Stainless steel is well recognized for its corrosion resistance, making it ideal for a wide range of applications. Stainless steel is available in a wide range of grades, allowing it to be helpful in various sectors. Many criteria are considered when deciding on the best quality 316 stainless steel tube to use. The primary criteria for stainless steels are corrosion-resistance for the application or environment in question. Strength and fabrication properties are also considered. There are about 60 different grades of stainless steel. The entire group, however, may be split into four metallurgical classes. Additional mechanical or physical attributes may need to be considered when deciding which grade to use to meet the overall service performance criteria.
Because of its great corrosion resistance, cleanliness, and strength, stainless steel is widely employed in applications ranging from medical devices to chemical storage to transportation and power generating. While steel comes in over 3,500 different grades, not all stainless steel grades are made equal.
How can you be sure you’re choosing the right grade for your needs when there are so many options?
- Select the correct metal for your application
Consider the circumstances your final product will experience to decide which steel grade will perform best in that environment. Stainless steel’s performance is harmed by extremely low pH, severe stresses and temperatures, and crevice corrosion. Steels of the austenitic T3XX class, such as the typical 316 and 304 alloys, maintain strength, hardness, and corrosion resistance throughout a wide temperature range.
The fundamental reason for adopting austenitic stainless grades is corrosion resistance. With the inclusion of molybdenum, the best quality 316 stainless steel tube can even withstand the chloride ions prevalent in marine and chemical processing applications. The best defense against corrosion, regardless of steel grade, is a high-quality structural design.
- Prioritize toughness, ductility, and strength.
Consider the following three mechanical qualities:
- Strength: a metal’s stress can resist before it is broken or deformed
- Ductility: A material’s capacity to change shapes, such as being dragged out into a wire or thread, without losing strength or breaking.

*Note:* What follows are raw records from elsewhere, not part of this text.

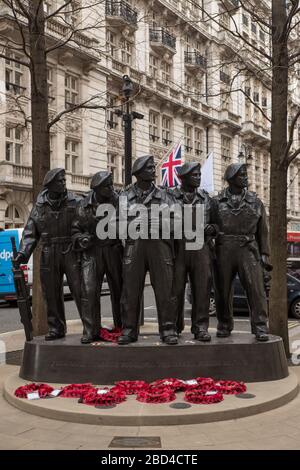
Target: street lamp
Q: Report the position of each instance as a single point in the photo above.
(128, 117)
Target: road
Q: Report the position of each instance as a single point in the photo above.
(10, 320)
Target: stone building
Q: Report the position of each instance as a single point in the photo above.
(189, 85)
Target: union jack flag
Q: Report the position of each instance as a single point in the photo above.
(168, 169)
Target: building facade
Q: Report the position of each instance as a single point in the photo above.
(193, 81)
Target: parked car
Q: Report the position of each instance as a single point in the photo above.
(240, 303)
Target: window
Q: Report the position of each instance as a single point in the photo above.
(13, 145)
(126, 52)
(71, 90)
(188, 139)
(113, 121)
(72, 13)
(71, 155)
(165, 71)
(153, 66)
(198, 141)
(112, 166)
(245, 20)
(225, 152)
(111, 44)
(166, 130)
(13, 217)
(13, 74)
(153, 126)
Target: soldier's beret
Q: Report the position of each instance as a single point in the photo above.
(232, 170)
(99, 178)
(140, 163)
(187, 168)
(51, 175)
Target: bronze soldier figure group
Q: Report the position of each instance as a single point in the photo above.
(235, 242)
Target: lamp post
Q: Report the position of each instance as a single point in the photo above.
(245, 153)
(128, 117)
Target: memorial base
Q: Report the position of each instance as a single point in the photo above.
(239, 357)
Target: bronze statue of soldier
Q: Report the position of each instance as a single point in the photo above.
(195, 263)
(242, 248)
(98, 257)
(50, 224)
(141, 255)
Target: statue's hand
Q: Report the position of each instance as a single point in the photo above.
(265, 261)
(211, 230)
(84, 242)
(19, 259)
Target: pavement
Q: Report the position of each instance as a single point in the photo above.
(278, 429)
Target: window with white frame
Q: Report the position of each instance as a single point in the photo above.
(153, 65)
(13, 74)
(126, 51)
(71, 155)
(71, 90)
(154, 126)
(111, 44)
(188, 138)
(13, 144)
(166, 130)
(198, 141)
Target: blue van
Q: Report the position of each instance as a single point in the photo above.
(7, 287)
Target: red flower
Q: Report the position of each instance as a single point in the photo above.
(156, 395)
(43, 390)
(131, 387)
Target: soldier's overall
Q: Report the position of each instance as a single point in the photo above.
(241, 248)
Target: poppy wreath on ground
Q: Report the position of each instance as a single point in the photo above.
(156, 395)
(110, 335)
(104, 397)
(131, 387)
(198, 397)
(229, 387)
(174, 384)
(43, 390)
(76, 390)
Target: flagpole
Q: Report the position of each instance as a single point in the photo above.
(167, 153)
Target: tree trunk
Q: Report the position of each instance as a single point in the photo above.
(279, 167)
(40, 137)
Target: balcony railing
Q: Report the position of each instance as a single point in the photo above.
(13, 87)
(163, 37)
(121, 10)
(195, 59)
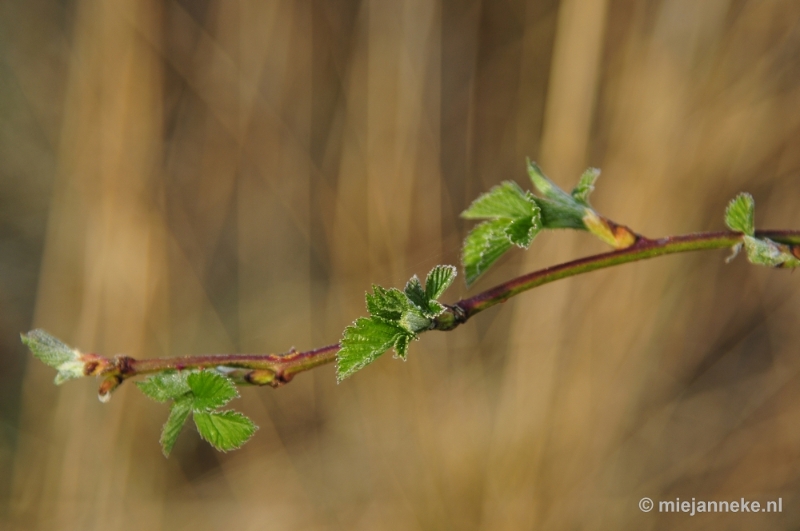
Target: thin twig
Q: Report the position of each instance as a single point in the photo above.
(278, 369)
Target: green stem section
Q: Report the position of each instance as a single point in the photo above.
(278, 369)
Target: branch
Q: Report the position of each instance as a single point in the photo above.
(277, 369)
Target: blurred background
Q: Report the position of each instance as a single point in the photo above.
(190, 177)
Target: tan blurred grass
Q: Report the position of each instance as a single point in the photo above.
(224, 176)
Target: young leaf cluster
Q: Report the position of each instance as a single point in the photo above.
(740, 216)
(56, 354)
(395, 319)
(200, 394)
(514, 217)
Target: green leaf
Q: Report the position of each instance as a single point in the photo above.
(401, 346)
(560, 210)
(172, 428)
(416, 293)
(224, 430)
(768, 253)
(211, 390)
(438, 280)
(389, 304)
(506, 200)
(484, 245)
(740, 214)
(363, 342)
(414, 320)
(49, 349)
(521, 232)
(546, 187)
(165, 386)
(585, 186)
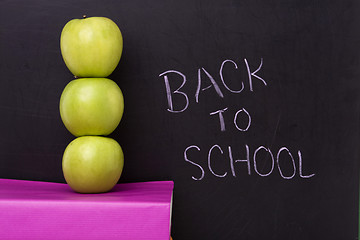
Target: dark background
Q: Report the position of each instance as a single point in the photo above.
(310, 52)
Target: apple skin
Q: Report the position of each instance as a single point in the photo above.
(91, 47)
(91, 106)
(92, 164)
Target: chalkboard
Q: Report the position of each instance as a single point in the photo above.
(250, 107)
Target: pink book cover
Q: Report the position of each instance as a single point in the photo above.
(44, 210)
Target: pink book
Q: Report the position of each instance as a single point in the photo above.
(43, 210)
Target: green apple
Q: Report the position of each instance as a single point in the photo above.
(91, 47)
(91, 106)
(92, 164)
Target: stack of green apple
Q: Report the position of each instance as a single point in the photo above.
(91, 105)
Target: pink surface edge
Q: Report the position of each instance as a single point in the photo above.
(44, 210)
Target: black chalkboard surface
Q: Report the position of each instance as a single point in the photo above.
(250, 107)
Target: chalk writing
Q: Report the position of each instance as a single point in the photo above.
(242, 121)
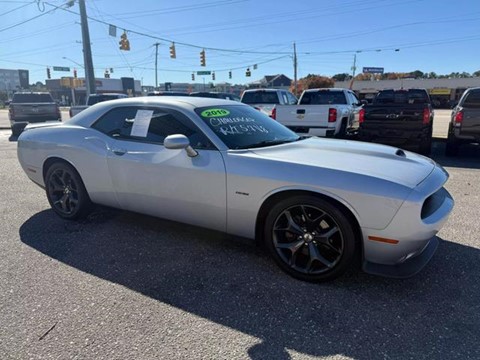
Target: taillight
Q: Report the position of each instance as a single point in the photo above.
(426, 116)
(332, 115)
(361, 116)
(459, 117)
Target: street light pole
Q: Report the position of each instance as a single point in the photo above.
(87, 51)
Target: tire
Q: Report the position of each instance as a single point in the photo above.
(310, 238)
(66, 192)
(451, 148)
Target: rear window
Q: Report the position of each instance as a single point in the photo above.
(402, 97)
(260, 97)
(32, 98)
(325, 97)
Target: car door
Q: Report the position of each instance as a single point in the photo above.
(150, 179)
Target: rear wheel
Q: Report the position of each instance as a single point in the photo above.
(66, 193)
(310, 238)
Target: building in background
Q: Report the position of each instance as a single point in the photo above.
(72, 91)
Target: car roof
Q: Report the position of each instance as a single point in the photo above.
(327, 89)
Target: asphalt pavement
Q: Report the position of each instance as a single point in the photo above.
(120, 285)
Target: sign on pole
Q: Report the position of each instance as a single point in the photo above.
(373, 70)
(61, 68)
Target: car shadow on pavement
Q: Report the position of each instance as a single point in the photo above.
(232, 282)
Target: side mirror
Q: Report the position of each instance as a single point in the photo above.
(178, 141)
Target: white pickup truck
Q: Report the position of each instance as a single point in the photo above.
(93, 99)
(329, 112)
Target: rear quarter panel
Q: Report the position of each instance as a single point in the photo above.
(85, 149)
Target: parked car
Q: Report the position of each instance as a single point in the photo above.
(31, 107)
(215, 95)
(266, 99)
(464, 126)
(94, 99)
(328, 112)
(317, 204)
(402, 118)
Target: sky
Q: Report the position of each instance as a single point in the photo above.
(442, 36)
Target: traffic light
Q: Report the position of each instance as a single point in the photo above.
(173, 54)
(124, 43)
(202, 58)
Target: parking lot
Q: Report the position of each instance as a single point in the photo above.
(125, 286)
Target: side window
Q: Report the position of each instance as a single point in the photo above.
(355, 99)
(118, 123)
(472, 100)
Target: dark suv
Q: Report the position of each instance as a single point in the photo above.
(31, 107)
(464, 124)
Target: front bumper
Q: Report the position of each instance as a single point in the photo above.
(408, 242)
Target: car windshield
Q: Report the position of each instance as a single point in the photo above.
(260, 97)
(243, 127)
(32, 98)
(410, 96)
(323, 97)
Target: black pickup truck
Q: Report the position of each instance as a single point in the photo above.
(402, 118)
(464, 126)
(31, 107)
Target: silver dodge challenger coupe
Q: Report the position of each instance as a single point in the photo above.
(318, 205)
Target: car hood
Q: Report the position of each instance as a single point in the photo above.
(379, 161)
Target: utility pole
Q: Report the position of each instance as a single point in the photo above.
(87, 51)
(295, 68)
(354, 67)
(156, 63)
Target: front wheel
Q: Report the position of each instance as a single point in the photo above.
(66, 193)
(310, 238)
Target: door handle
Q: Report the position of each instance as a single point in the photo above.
(119, 152)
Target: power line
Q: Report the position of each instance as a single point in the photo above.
(35, 17)
(17, 8)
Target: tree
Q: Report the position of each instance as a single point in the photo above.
(312, 81)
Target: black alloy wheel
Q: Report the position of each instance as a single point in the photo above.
(65, 192)
(310, 238)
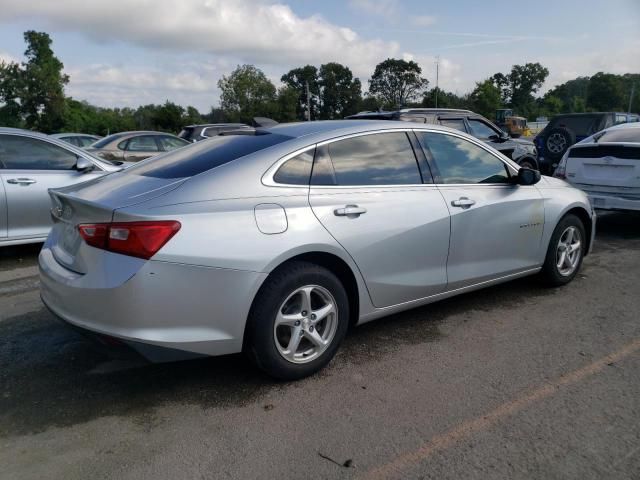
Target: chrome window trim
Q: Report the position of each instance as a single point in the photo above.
(512, 169)
(267, 177)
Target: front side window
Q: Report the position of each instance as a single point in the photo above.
(455, 123)
(23, 153)
(296, 170)
(460, 161)
(480, 129)
(144, 143)
(379, 159)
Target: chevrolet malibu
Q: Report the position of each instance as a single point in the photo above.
(276, 242)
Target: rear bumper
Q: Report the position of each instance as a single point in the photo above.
(611, 202)
(191, 309)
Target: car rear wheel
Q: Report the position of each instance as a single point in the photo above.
(565, 252)
(297, 321)
(528, 163)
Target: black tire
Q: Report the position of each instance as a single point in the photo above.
(551, 274)
(557, 141)
(261, 337)
(528, 163)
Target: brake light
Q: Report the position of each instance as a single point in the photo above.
(136, 239)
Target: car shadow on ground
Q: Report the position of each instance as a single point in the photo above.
(52, 376)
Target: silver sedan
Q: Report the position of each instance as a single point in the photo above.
(276, 242)
(30, 164)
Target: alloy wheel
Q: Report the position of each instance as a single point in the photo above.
(305, 324)
(569, 251)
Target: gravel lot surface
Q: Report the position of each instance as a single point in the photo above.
(516, 381)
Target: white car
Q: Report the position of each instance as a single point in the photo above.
(606, 166)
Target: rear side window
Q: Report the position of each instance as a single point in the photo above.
(296, 170)
(23, 153)
(144, 143)
(460, 161)
(378, 159)
(625, 135)
(583, 125)
(202, 156)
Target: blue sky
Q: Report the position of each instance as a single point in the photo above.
(127, 53)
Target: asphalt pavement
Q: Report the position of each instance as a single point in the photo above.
(515, 381)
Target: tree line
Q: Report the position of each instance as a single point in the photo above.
(32, 95)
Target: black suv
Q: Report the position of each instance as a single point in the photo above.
(566, 129)
(195, 133)
(521, 151)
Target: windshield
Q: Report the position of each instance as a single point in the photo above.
(107, 140)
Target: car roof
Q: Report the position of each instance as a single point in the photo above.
(72, 134)
(341, 127)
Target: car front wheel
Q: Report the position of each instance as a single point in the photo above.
(297, 321)
(565, 252)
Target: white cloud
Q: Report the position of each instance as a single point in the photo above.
(255, 31)
(382, 8)
(422, 20)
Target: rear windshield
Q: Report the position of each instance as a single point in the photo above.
(625, 135)
(202, 156)
(186, 133)
(580, 125)
(106, 140)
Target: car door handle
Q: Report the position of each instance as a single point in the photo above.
(21, 181)
(463, 202)
(349, 210)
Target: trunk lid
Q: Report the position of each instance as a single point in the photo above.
(95, 202)
(613, 167)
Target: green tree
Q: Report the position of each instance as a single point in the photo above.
(297, 79)
(340, 93)
(10, 91)
(287, 104)
(517, 89)
(397, 82)
(42, 96)
(247, 93)
(485, 99)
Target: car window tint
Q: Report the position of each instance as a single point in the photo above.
(460, 161)
(379, 159)
(171, 143)
(143, 143)
(296, 170)
(630, 135)
(456, 123)
(202, 156)
(25, 153)
(480, 129)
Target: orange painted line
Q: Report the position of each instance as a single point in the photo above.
(470, 427)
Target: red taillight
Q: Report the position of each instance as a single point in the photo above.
(136, 239)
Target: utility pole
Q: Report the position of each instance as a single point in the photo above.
(308, 102)
(437, 77)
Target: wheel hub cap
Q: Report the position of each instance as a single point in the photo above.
(305, 324)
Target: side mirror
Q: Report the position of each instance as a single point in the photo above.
(527, 176)
(83, 165)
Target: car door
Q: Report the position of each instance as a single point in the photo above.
(496, 226)
(141, 147)
(30, 167)
(368, 192)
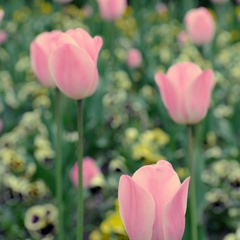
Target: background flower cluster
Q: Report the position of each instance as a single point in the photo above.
(126, 124)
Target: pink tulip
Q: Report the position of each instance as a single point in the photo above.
(186, 92)
(1, 14)
(134, 58)
(1, 125)
(40, 50)
(63, 1)
(3, 36)
(112, 9)
(161, 8)
(200, 25)
(153, 203)
(73, 64)
(90, 171)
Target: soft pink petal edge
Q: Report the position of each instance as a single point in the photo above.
(73, 71)
(137, 209)
(174, 214)
(198, 96)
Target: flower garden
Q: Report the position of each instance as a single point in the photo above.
(119, 120)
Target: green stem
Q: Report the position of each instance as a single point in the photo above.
(59, 167)
(193, 206)
(80, 180)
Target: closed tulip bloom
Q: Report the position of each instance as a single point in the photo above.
(90, 172)
(73, 64)
(200, 25)
(186, 92)
(112, 9)
(153, 203)
(40, 50)
(134, 58)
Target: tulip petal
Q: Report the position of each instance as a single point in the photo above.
(170, 96)
(198, 96)
(85, 41)
(39, 61)
(137, 209)
(174, 214)
(74, 72)
(162, 182)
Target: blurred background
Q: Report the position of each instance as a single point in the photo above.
(126, 124)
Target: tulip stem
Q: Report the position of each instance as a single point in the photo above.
(59, 166)
(193, 207)
(80, 178)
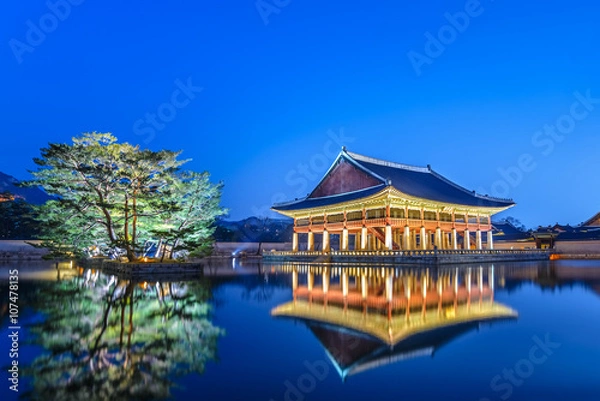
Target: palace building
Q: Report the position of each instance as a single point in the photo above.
(367, 204)
(370, 317)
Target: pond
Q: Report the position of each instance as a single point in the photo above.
(242, 330)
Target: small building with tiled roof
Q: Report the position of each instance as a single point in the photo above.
(593, 222)
(373, 204)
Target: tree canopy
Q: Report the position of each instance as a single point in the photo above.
(108, 338)
(117, 198)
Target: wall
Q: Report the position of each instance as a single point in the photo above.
(581, 247)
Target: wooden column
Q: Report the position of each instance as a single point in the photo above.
(454, 239)
(344, 240)
(363, 238)
(407, 242)
(326, 244)
(389, 245)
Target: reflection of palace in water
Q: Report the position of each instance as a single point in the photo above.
(369, 317)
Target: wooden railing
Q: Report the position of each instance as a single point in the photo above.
(446, 226)
(428, 252)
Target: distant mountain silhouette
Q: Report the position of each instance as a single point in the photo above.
(254, 229)
(30, 194)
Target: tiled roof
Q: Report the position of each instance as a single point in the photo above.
(420, 182)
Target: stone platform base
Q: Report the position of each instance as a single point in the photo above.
(415, 258)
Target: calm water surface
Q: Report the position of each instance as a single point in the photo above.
(245, 331)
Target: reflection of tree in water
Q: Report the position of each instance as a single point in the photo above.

- Toughness: The capacity of a metal to deform and absorb energy before fracture
Stainless steel includes 10–30% chromium as an alloying element, which aids in corrosion resistance. Austenitic grades have the best toughness and ductility of all stainless steel grades due to the nickel addition. The grades with the highest chromium, molybdenum, and nickel are the most corrosion-resistant.
When picking a stainless steel grade, the alloy composition isn’t the only factor to consider; the material’s processing impacts its mechanical reaction. Steel’s overall quality is affected by the length of time it is maintained at different temperatures during its cooling process, as well as the total speed at which it is cooled.
While heat treatment can enhance the hardness of carbon steels, cold working processes such as rolling, bending, swaging, or drawing may harden austenitic stainless steels at temperatures below the recrystallization temperature. It’s important to keep in mind that increasing hardness through cold working procedures reduces other qualities such as elongation and impact resistance.
- Factor in form and process
Austenitic stainless steel comes in various shapes and sizes, including bars, wire, tubes, pipes, sheets, and plates; however, most of these items require extra shaping or machining before they can be utilized for their intended purpose.
Bending or coiling stainless steel tubes, for example, may need re-drawing, machining, welding, or end shaping. If your stainless steel is subjected to machining techniques such as CNC machining, drilling, reaming, bevel cutting, chamfering, knurling, or threading, pick a machining rate that reduces the danger of work hardening or a sulfur-containing “free machining” grade.
- Take into account your customers’ preferences
Stainless steel’s aesthetic look is important to many designers, whether it’s a gleaming, electropolished “bright” finish, a dull “pickled” finish, a matte surface polished to a certain RMS, or a light-absorbing black oxide coating. Any of these finishes, as well as passivation, can be applied to austenitic stainless steel grades.
Customers may also require certification to meet application-specific requirements. For boiler, superheater, and heat-exchanger tubes, ASTM A213 and A249 should be used, whereas ASTM A908 should be used for hard-drawn austenitic stainless steel industrial needle tubing. There are over 12,000 ASTM standards, each of which addresses a specific specification. Customers are aware of the technical requirements evaluated for chemical composition, heat treatment or temper, and other physical and mechanical characteristics.
- Keep track of the cost and availability of materials.
High-performance austenitic stainless steels are the most expensive stainless steels upfront, but they are well worth it. Maintenance, downtime, and replacement costs are reduced by selecting a corrosion-resistant material that is well-suited to the application. Current and future costs may be quantified using life-cycle costing methodologies, allowing for a “apples-to-apples” comparison of different materials.
Because of its functional and aesthetic benefits, the best quality 316 stainless steel tube is widely used in the industrial and commercial sectors. When purchasing stainless steel tube fittings for your application, be sure you order from a reputable manufacturer accredited to ensure you get the best products.